Code: https://github.com/rockwotj/1brc

Discussion on Filesystem cache: https://x.com/rockwotj/status/1742168024776430041?s=20

4 comments

I missed the "5 times in a row." If you do that, yeah, keeping the whole thing in memory is far better.
> double parsing

In case you haven't noticed yet, the input format guarantees exactly one fractional digit, so you can read a single signed integer followed by `.` and one digit instead.

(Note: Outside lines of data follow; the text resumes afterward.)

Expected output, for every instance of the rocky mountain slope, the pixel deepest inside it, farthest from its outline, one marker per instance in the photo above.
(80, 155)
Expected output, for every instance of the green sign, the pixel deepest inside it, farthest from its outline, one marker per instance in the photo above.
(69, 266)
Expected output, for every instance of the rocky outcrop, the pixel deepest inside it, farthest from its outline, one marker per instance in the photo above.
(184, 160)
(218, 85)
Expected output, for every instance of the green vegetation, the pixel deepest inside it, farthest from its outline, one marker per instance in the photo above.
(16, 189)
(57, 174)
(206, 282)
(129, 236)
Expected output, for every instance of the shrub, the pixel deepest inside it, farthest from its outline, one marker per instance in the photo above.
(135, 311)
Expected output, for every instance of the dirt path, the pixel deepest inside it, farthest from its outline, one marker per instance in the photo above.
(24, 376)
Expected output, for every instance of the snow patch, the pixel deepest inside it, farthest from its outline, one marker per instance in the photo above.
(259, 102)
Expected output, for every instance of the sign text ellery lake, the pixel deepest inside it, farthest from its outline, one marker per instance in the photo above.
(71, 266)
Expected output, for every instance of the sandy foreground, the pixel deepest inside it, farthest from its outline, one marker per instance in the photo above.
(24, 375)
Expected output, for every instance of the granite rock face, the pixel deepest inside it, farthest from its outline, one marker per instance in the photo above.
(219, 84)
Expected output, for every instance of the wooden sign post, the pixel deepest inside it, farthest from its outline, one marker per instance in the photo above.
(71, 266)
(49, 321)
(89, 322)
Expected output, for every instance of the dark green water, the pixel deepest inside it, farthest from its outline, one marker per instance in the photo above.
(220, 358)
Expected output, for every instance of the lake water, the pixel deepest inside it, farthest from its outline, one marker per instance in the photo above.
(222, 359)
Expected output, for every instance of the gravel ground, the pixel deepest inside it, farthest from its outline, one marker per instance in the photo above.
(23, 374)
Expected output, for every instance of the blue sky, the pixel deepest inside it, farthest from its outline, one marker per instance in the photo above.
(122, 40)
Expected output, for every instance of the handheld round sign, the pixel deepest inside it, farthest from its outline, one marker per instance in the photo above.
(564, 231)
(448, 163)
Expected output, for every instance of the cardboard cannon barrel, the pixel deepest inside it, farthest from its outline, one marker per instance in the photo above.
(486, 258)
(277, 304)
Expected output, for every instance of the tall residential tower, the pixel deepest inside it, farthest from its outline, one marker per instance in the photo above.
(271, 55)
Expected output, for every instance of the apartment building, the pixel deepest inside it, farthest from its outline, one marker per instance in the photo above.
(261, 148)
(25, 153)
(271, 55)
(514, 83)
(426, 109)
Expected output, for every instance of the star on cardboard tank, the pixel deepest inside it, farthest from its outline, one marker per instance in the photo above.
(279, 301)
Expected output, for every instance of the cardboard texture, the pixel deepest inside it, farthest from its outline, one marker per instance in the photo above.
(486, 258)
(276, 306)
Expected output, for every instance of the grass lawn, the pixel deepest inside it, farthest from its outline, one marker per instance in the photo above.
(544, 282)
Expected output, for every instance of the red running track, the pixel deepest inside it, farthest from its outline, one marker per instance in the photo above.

Yeah I missed this originally, and stuff could be faster with this assumption without a full double parser. The fastest java solution dies some near branchless decoding for these
could you just add the character values eg 49 for ascii 1, and then subtract off the offset once at the end instead of doing atoi on each line?

edit: doh that works for min and max but the average overflows.

Yes. I'm not sure it'll help, but def worth a try.
Wow, that's pretty fast considering how simple main.cc looks. I do love c++. Nice use of coroutines, too.
So you are basically at the mercy of the OS caching algorithm. That sounds like a bad plan for a benchmark. You are not measuring what you think you are (your code), you are measuring the OS caching policy.